Competitive binding of STATs to receptor phospho-Tyr motifs accounts for altered cytokine responses

Essential Revisions:

All reviewers appreciated the elaborated and thorough analyses presented in this paper. Given this exhaustive amount of work leading to this comprehensive analyses, all reviewers also noticed that the paper is very complex and extensive. To help the reader focus, they recommend to re-think if some material and text could not be shortened or shifted to the discussion or supplement.

The detailed comments below address some specific points that the reviewers noted. In particular this addresses the following main points:

1. Please reconsider the title of the manuscript, as focusing on autoimmunity does not seem to fully capture your work

2. Some aspects regarding the statistical analyses and the mathematical modeling (e.g. hypotheses considerations) need to be explained in more detail and clarified.

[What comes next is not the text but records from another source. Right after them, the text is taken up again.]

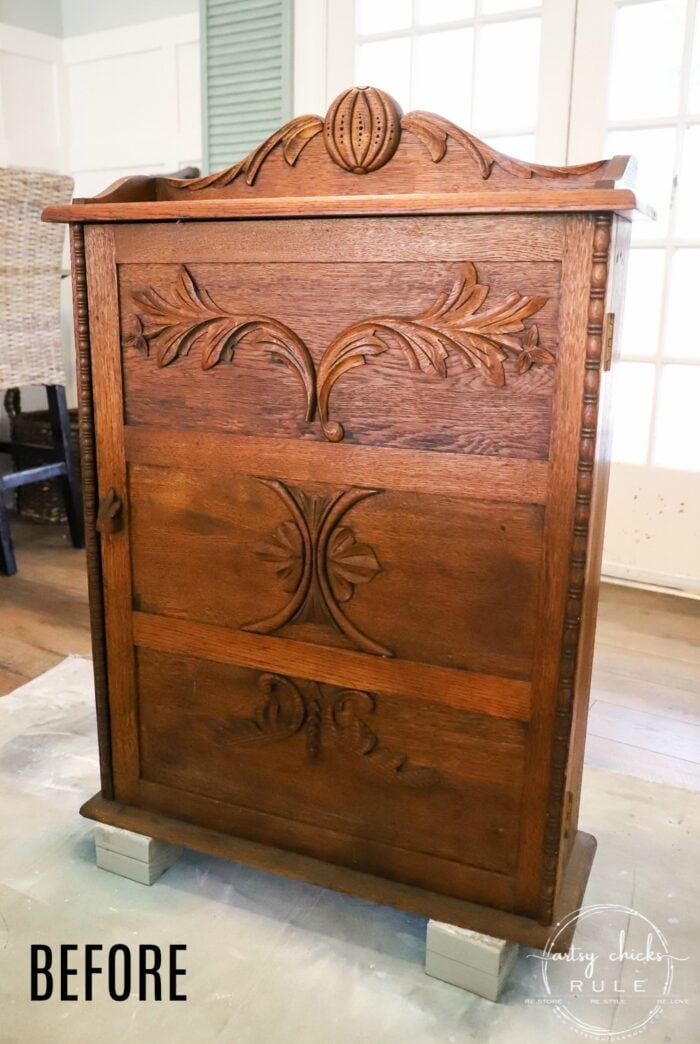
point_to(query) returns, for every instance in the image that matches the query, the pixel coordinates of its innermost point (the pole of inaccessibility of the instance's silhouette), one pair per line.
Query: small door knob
(109, 513)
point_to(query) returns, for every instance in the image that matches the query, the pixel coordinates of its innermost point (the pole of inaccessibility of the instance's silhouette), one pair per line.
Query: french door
(568, 80)
(643, 60)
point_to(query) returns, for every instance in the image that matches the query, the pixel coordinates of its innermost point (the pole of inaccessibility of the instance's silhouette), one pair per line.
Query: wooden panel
(343, 314)
(450, 238)
(334, 565)
(349, 761)
(444, 474)
(559, 608)
(506, 200)
(477, 693)
(378, 890)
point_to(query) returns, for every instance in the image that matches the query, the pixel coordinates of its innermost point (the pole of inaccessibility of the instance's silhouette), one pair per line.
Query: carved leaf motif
(325, 714)
(320, 564)
(285, 552)
(349, 563)
(293, 137)
(435, 131)
(456, 323)
(186, 317)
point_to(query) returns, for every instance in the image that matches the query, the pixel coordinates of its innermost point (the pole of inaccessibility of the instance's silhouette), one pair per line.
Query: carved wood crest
(458, 323)
(326, 715)
(363, 131)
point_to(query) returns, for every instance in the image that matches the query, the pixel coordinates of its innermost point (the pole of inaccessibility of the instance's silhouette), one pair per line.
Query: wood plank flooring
(645, 716)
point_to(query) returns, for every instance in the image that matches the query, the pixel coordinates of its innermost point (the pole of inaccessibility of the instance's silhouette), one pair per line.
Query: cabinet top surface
(366, 157)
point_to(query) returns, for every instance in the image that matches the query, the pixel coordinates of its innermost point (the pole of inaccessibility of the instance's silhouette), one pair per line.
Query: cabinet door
(346, 452)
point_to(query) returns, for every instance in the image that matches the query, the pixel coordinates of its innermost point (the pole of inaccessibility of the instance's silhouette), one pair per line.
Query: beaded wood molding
(363, 131)
(579, 553)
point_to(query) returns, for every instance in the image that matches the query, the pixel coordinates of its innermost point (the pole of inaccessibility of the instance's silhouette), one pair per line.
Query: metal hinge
(568, 805)
(109, 514)
(609, 339)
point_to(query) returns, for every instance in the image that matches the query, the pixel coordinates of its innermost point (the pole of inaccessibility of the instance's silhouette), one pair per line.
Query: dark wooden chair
(63, 468)
(30, 342)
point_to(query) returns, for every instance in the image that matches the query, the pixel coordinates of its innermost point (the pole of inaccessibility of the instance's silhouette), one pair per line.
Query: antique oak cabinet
(345, 451)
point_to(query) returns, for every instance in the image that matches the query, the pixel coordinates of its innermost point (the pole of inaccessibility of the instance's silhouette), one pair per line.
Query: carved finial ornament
(363, 129)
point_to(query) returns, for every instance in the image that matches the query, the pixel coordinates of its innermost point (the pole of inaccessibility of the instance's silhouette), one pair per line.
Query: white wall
(99, 105)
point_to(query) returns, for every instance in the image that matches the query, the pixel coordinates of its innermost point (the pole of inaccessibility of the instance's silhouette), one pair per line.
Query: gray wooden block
(137, 856)
(467, 977)
(482, 952)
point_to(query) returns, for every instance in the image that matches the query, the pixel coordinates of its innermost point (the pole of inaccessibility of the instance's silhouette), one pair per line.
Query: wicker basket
(41, 501)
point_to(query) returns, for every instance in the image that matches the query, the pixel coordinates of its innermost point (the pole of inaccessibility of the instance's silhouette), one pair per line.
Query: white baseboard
(689, 587)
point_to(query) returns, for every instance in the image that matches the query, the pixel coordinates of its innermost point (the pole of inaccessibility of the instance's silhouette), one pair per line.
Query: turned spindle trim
(564, 702)
(89, 479)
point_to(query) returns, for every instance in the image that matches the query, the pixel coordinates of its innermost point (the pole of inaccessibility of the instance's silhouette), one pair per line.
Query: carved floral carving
(436, 131)
(454, 324)
(318, 562)
(293, 138)
(172, 325)
(362, 132)
(326, 715)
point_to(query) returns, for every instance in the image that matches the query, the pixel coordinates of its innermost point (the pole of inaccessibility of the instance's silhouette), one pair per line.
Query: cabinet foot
(136, 856)
(480, 964)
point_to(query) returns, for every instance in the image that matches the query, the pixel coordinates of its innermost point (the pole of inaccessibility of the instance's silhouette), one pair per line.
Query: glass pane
(694, 91)
(387, 64)
(384, 17)
(654, 150)
(496, 6)
(443, 74)
(647, 57)
(521, 146)
(677, 436)
(507, 51)
(682, 335)
(434, 12)
(631, 407)
(687, 215)
(643, 303)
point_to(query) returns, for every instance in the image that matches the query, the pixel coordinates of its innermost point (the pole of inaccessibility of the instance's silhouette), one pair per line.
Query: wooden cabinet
(346, 455)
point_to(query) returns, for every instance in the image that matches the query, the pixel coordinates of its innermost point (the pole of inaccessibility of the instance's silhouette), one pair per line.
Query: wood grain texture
(443, 474)
(321, 757)
(481, 693)
(419, 901)
(353, 593)
(89, 482)
(483, 621)
(103, 323)
(186, 321)
(597, 490)
(518, 202)
(459, 406)
(507, 237)
(539, 846)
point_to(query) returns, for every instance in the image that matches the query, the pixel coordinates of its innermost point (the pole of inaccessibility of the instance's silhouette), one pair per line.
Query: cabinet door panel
(250, 348)
(435, 579)
(372, 766)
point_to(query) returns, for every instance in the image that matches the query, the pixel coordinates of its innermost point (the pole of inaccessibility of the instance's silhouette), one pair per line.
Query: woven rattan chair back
(30, 254)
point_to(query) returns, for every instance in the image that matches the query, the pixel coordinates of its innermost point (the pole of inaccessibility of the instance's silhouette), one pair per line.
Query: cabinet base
(465, 915)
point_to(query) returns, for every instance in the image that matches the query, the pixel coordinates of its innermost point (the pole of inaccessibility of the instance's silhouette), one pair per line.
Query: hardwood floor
(645, 715)
(44, 607)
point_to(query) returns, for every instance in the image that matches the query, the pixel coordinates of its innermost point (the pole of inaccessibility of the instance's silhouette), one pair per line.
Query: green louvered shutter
(247, 75)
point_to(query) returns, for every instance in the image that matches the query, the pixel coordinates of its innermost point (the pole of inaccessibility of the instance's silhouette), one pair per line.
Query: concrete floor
(281, 962)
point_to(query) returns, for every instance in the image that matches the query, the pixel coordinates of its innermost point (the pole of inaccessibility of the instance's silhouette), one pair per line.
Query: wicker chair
(30, 351)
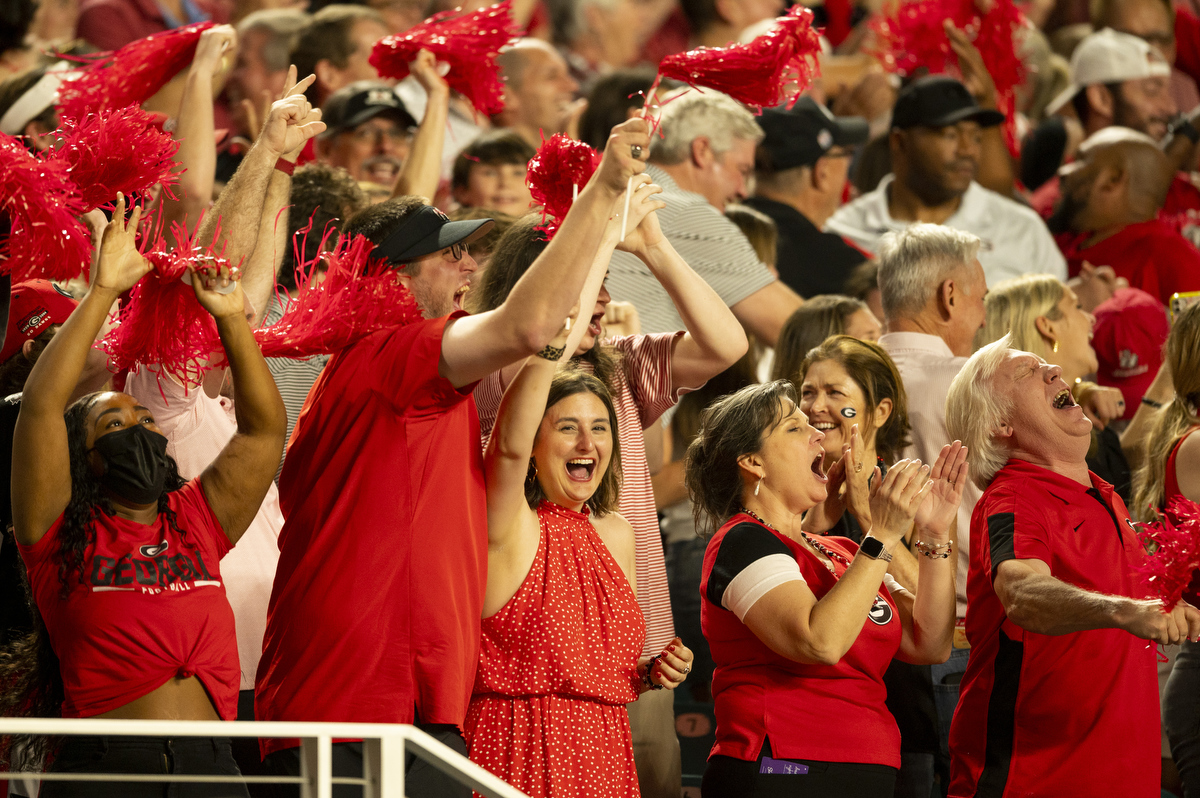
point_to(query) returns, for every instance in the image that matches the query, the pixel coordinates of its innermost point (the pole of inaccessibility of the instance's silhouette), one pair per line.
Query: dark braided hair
(30, 679)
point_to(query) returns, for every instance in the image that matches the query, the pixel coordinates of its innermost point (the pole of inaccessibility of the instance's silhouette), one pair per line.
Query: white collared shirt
(1015, 240)
(927, 367)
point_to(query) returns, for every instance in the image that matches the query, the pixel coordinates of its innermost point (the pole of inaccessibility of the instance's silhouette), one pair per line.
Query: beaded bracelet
(934, 551)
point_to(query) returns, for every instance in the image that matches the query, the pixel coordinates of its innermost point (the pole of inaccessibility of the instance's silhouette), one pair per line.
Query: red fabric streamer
(131, 75)
(557, 173)
(773, 69)
(163, 325)
(354, 298)
(912, 37)
(113, 151)
(468, 43)
(47, 240)
(1176, 541)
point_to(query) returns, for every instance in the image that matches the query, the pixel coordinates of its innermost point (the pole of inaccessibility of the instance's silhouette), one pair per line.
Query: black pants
(167, 755)
(421, 780)
(729, 778)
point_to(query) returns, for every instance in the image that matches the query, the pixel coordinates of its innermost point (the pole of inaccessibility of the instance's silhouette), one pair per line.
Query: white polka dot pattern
(557, 667)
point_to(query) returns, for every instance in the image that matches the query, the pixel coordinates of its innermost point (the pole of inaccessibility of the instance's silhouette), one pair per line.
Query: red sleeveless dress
(558, 664)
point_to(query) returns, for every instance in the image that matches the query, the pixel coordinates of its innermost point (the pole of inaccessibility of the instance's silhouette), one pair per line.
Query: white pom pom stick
(624, 216)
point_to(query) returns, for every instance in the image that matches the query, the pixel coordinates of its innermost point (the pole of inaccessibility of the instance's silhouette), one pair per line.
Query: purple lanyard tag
(781, 767)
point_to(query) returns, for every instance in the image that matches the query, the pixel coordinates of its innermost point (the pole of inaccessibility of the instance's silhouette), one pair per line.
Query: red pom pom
(47, 240)
(1176, 544)
(557, 173)
(131, 75)
(913, 37)
(115, 151)
(358, 297)
(468, 43)
(163, 325)
(773, 69)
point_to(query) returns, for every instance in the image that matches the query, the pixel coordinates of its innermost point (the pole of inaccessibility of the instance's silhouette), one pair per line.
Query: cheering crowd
(480, 372)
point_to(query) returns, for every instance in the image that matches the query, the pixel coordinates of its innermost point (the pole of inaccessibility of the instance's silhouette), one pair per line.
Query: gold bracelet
(934, 551)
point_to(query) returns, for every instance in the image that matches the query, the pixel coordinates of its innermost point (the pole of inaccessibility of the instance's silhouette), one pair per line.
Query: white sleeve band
(756, 580)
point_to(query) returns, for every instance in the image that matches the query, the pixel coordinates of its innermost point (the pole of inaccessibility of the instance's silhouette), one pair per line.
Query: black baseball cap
(363, 101)
(937, 101)
(797, 137)
(427, 231)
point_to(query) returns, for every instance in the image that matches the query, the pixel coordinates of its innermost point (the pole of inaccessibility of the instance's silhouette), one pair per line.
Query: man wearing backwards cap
(801, 168)
(935, 144)
(1121, 81)
(378, 595)
(367, 132)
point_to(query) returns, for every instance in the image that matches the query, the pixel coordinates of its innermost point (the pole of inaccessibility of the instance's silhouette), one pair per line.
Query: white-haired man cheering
(1060, 696)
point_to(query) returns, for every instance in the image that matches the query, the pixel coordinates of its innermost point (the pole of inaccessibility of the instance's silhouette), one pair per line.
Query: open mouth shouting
(817, 466)
(1063, 400)
(580, 469)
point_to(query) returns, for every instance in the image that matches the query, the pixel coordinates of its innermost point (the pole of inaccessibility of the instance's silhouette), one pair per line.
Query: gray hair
(975, 411)
(916, 261)
(697, 114)
(282, 27)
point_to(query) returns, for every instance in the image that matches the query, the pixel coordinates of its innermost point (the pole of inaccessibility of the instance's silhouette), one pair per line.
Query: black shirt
(809, 262)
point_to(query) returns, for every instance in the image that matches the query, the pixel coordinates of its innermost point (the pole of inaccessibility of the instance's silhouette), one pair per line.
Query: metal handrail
(383, 753)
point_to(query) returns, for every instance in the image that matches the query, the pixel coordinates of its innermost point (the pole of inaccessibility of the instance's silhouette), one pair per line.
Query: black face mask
(135, 463)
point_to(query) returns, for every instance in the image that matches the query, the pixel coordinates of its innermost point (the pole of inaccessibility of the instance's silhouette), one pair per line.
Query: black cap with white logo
(360, 102)
(939, 101)
(427, 231)
(797, 137)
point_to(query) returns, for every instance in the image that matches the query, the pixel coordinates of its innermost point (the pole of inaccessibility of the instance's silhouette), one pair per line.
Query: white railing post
(317, 767)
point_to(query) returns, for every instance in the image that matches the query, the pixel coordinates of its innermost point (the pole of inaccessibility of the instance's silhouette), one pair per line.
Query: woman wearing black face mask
(124, 557)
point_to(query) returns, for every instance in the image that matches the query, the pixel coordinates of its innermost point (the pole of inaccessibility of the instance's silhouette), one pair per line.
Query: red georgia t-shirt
(151, 606)
(383, 557)
(828, 713)
(1054, 715)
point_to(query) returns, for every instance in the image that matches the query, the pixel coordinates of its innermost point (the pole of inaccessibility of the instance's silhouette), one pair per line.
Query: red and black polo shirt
(1061, 715)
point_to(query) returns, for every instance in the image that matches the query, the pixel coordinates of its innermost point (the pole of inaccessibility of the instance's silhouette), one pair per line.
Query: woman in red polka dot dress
(562, 630)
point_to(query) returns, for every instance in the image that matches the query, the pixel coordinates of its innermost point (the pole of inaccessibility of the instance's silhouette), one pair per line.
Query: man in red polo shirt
(1061, 693)
(375, 615)
(1108, 215)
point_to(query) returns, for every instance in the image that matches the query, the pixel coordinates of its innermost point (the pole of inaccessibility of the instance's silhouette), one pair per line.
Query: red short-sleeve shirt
(383, 556)
(151, 606)
(1057, 715)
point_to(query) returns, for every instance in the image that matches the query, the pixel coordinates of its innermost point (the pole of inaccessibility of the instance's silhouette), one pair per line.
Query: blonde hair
(1174, 420)
(975, 411)
(1014, 306)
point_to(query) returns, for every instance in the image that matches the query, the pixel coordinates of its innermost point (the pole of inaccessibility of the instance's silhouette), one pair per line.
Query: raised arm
(421, 172)
(714, 339)
(41, 487)
(475, 346)
(195, 130)
(795, 624)
(1037, 601)
(291, 123)
(237, 481)
(263, 267)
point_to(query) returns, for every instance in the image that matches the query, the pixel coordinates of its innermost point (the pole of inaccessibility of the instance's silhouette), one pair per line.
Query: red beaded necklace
(825, 550)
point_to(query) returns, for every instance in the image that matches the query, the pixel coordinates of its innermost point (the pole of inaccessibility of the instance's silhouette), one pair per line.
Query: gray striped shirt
(711, 244)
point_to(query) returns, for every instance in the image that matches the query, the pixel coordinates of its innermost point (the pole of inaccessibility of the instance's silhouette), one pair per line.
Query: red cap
(35, 306)
(1131, 330)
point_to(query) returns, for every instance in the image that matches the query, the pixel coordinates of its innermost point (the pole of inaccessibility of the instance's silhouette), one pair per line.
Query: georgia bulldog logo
(881, 612)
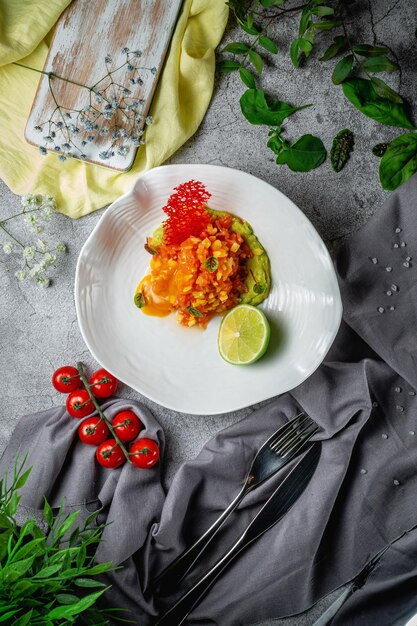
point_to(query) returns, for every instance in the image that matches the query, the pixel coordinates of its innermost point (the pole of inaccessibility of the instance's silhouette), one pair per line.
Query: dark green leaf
(228, 66)
(247, 78)
(339, 45)
(256, 61)
(369, 51)
(307, 153)
(322, 11)
(380, 149)
(259, 110)
(362, 95)
(268, 44)
(342, 69)
(399, 162)
(341, 149)
(88, 582)
(211, 264)
(295, 53)
(328, 24)
(194, 312)
(380, 64)
(236, 48)
(384, 90)
(305, 46)
(139, 300)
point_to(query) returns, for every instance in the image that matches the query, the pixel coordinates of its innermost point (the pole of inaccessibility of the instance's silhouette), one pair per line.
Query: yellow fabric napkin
(181, 100)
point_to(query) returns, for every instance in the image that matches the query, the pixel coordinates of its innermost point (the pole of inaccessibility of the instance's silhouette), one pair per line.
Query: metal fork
(278, 450)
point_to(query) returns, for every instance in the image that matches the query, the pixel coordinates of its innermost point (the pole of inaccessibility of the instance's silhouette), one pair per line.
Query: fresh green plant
(355, 72)
(36, 256)
(48, 579)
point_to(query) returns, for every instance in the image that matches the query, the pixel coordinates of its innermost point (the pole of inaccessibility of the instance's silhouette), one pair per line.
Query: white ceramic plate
(178, 367)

3. Please consider to show a full characterization of the RPE1-cells that were used (see comment Reviewer 3)

We thank the reviewers for their very positive comments. Following their advice, we have modified the title of the manuscript, provided a more detailed description of the mathematical model and consolidated all data characterizing RPE1 cells to the same Supplementary Figure 2. Additionally, we have moved Figure 6 to Supp. Figure 11 to streamline the text and simplify the manuscript. Please find below our answers to the specific comments raised by the reviewers.

Reviewer #1 (Recommendations for authors):

– Combining the mathematical model with the experimental data, a Bayesian Model selection and parameter inference approach is used to select between two model hypothesis and, later on, perform parameter estimation. It is not totally clear to me how an upfront Bayesian model selection can be done without addressing the issue of parameter inference. Therefore, shouldn't the comparison of the two model hypotheses not also been applied to the Th1-cell dataset, and not only the RPE1?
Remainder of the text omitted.